Now, when Macy's closes, downtown will be without a major department store. There has been one in the Railway Exchange Building, which Macy's is vacating, for nearly a century.
The closing will surely drum up nostalgia for Famous and Barr, with its legendary French onion soup. It will also cast doubt on the future of the Railway Exchange Building, one of the biggest office towers downtown. (When it opened it 1914, it was the tallest building in St. Louis.) Once Macy's clears out, it will be largely vacant. Revenue from the store was supposed to help finance a proposed $111.7 million renovation, which would seem to be in serious jeopardy, even with various tax credits and incentives.
And the closing is also a blow to Harris' grand vision for downtown. He sees his Mercantile Exchange as a key component of a loop downtown—from the convention center and the dome to the MX to the Arch to the ballpark to the Gateway Mall to Macy's—that he thinks can attract tourists. This week's announcement breaks a link in that chain.
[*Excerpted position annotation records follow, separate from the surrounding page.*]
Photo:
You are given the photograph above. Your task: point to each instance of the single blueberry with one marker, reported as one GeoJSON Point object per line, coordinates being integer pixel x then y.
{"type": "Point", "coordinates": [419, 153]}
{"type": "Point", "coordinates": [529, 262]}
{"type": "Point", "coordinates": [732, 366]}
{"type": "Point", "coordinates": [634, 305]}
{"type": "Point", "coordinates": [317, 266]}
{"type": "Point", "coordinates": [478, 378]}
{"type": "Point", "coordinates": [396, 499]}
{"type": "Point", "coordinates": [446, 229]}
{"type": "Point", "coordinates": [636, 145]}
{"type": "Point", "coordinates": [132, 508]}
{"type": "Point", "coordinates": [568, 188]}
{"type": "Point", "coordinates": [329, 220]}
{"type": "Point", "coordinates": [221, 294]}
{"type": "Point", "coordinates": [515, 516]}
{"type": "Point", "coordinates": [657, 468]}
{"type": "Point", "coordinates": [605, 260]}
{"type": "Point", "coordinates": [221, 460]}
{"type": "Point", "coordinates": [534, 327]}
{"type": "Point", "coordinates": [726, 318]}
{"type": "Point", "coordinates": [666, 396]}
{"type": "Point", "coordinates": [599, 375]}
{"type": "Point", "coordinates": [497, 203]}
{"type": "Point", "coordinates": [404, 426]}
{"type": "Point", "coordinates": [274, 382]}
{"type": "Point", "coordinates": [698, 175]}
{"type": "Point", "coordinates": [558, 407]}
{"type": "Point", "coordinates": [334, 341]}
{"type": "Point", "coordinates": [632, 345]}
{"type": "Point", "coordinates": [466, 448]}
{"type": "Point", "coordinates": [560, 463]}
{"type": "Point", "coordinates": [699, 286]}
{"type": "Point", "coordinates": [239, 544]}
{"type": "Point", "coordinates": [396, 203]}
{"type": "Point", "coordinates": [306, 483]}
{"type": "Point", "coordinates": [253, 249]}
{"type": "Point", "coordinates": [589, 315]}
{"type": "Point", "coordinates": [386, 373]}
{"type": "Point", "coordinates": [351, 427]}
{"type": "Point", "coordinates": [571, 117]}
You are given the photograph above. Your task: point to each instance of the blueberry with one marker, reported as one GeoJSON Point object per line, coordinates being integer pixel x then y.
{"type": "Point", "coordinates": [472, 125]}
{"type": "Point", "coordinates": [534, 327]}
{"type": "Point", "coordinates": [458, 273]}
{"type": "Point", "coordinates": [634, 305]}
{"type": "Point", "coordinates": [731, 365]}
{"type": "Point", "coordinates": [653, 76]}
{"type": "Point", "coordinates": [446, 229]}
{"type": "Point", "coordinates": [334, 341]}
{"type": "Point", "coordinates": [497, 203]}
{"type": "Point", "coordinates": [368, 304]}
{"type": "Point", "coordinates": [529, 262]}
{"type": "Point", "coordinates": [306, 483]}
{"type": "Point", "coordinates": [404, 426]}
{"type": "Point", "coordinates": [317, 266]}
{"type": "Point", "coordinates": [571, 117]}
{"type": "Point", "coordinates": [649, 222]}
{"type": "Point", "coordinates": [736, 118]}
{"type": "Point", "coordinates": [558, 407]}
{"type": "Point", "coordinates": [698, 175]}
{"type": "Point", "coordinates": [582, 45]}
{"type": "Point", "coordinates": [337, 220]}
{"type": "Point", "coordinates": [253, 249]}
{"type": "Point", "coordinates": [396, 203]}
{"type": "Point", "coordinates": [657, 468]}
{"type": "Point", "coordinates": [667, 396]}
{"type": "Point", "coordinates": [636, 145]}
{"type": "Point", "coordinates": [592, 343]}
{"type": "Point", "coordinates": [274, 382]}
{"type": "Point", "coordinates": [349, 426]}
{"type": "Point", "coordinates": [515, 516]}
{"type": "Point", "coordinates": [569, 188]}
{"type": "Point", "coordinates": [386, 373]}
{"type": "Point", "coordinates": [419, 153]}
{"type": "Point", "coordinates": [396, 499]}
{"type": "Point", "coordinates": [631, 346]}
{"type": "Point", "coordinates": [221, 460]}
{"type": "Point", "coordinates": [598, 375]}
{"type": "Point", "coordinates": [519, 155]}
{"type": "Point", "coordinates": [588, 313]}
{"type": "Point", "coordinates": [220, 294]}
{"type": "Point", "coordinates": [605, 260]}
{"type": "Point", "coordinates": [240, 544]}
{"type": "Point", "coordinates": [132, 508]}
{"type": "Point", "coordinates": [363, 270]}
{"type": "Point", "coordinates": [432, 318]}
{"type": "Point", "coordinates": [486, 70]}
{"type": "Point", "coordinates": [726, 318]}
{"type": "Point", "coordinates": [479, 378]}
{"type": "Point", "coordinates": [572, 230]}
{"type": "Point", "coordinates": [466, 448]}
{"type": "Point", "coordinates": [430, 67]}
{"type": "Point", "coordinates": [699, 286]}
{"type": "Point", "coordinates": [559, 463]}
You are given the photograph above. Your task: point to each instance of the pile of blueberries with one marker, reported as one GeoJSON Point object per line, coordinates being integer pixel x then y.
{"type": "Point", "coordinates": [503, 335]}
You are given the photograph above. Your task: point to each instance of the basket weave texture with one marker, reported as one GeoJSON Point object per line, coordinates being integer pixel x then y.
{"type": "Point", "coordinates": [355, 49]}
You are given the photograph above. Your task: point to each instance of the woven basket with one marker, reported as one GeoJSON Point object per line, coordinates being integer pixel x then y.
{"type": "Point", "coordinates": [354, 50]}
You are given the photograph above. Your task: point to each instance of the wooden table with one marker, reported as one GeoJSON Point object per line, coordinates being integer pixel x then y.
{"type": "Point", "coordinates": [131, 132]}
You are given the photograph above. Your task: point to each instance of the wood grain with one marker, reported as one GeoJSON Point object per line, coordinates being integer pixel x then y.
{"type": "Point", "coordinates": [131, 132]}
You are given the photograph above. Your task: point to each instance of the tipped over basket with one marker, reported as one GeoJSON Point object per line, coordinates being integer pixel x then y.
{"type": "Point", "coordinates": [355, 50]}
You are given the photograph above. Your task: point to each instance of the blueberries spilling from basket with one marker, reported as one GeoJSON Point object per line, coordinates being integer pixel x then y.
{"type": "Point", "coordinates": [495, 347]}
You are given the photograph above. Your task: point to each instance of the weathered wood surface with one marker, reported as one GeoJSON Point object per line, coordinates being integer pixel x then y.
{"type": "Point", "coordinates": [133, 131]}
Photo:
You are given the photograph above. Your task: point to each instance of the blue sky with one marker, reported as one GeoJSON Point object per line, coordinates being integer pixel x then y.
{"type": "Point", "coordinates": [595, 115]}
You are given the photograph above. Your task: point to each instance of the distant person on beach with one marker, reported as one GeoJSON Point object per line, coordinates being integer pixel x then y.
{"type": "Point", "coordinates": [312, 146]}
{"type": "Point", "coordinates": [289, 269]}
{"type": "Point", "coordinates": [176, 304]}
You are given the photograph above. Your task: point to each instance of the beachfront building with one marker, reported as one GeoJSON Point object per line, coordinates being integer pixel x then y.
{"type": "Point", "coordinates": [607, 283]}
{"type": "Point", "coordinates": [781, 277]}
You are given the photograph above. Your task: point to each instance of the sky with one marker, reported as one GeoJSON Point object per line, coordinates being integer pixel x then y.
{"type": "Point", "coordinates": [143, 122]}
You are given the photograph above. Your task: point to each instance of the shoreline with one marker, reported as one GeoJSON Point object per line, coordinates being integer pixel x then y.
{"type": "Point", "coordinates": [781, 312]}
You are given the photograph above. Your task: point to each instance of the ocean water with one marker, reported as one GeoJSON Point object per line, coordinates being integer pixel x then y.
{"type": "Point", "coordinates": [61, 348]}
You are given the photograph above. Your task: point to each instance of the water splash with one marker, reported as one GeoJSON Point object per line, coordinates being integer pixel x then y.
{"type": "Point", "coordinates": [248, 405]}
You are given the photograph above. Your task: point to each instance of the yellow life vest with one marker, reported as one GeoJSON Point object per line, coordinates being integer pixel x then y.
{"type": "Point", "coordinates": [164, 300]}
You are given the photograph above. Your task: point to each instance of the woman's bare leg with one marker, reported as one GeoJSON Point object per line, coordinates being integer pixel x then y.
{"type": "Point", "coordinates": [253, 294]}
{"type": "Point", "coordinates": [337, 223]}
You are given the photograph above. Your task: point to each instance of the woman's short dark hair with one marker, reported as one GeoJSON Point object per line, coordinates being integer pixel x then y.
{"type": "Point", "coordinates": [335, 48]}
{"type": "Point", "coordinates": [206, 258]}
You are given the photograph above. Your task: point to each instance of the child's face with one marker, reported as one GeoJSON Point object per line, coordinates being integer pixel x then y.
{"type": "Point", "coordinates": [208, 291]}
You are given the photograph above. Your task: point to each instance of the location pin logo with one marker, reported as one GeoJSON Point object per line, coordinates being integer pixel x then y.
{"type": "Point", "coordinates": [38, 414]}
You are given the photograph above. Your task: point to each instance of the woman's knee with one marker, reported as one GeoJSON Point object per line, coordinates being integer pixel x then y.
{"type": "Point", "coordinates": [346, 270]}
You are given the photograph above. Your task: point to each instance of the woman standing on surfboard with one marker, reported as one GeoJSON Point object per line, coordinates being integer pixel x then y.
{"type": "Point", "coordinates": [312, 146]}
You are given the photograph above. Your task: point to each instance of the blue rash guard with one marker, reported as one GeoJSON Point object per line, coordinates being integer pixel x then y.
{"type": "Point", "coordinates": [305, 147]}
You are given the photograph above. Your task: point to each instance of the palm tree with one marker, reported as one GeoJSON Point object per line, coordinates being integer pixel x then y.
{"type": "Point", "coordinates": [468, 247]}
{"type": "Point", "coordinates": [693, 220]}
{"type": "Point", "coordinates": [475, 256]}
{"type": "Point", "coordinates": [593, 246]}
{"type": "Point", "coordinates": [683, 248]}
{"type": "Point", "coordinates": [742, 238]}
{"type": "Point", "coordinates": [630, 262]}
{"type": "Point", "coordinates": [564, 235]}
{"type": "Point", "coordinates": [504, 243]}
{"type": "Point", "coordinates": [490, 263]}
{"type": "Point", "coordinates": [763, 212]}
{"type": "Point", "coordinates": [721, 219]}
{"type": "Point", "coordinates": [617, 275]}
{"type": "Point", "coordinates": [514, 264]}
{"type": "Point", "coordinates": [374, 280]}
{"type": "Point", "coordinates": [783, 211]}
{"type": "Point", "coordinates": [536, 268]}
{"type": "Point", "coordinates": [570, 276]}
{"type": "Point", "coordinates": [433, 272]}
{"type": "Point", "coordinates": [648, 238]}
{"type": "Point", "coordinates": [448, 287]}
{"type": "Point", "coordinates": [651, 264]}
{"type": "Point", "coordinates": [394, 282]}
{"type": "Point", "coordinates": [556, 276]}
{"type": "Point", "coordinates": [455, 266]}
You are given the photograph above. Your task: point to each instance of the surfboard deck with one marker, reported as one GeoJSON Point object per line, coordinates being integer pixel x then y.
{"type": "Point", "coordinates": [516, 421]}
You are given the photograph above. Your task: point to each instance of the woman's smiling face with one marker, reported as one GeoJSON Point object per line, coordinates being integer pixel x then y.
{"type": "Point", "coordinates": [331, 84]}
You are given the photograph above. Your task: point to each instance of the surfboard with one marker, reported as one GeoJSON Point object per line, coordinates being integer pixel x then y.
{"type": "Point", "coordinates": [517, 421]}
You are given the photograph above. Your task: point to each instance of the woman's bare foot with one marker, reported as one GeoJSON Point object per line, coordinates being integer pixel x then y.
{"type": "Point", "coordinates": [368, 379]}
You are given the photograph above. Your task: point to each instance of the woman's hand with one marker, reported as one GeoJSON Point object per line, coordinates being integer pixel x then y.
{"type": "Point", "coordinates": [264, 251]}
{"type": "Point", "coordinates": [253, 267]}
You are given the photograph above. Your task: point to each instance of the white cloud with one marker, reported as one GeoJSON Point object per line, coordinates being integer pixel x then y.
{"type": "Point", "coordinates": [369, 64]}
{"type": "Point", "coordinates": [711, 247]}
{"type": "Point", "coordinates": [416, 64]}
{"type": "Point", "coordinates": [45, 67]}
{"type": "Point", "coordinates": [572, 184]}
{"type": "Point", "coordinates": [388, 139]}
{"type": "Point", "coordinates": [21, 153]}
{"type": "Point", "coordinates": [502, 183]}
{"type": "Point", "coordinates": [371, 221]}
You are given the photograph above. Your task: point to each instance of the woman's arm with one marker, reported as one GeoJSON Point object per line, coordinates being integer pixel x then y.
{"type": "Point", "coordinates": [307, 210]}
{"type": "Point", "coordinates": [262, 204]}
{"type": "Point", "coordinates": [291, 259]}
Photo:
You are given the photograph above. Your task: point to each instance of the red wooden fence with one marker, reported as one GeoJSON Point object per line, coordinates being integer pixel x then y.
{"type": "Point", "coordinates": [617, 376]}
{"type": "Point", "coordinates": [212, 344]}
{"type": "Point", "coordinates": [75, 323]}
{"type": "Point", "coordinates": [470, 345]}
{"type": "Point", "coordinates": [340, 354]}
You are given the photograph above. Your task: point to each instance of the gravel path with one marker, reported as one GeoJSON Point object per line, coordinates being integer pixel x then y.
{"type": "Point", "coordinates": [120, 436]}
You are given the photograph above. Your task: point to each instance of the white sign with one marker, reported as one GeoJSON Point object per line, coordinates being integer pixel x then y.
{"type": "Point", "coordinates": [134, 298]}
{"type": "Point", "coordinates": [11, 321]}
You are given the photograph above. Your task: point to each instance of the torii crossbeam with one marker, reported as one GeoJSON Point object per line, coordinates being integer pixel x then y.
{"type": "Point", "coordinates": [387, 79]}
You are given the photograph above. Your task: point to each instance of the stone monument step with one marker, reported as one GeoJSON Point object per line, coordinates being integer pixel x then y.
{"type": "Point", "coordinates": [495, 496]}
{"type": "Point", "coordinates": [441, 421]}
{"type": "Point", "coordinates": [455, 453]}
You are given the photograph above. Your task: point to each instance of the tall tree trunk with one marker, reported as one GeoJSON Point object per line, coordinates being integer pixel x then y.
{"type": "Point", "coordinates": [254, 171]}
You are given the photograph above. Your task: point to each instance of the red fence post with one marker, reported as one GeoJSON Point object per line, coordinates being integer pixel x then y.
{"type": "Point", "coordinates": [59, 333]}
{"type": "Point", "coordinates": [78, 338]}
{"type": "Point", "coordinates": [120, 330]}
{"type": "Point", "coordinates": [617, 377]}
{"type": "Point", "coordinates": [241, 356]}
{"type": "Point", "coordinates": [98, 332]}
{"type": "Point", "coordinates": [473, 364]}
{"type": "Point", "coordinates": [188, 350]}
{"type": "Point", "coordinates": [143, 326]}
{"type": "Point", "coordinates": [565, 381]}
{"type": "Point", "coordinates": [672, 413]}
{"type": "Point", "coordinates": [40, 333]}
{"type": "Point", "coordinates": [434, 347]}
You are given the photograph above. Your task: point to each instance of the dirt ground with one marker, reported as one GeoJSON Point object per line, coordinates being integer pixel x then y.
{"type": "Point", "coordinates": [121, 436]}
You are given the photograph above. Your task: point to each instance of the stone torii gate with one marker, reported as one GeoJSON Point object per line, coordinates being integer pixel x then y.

As Kevin Farrell, who's in charge of development at the Partnership for Downtown St. Louis, noted in the Post-Dispatch, this news doesn't doom downtown. "Ten years ago, this would have been a much bigger blow to downtown," he told the paper. "But we have had over $5 billion invested downtown in that time. Our population continues to grow."
Still, there's something symbolic about a major national retailer anchoring a city's urban core. After this summer, St. Louis won't have one, and it might not have one ever again. The future of retail in downtown St. Louis is murky—perhaps creative solutions like the MX's Collective will find a viable model. Regardless, the loss of Macy's marks the end of an era.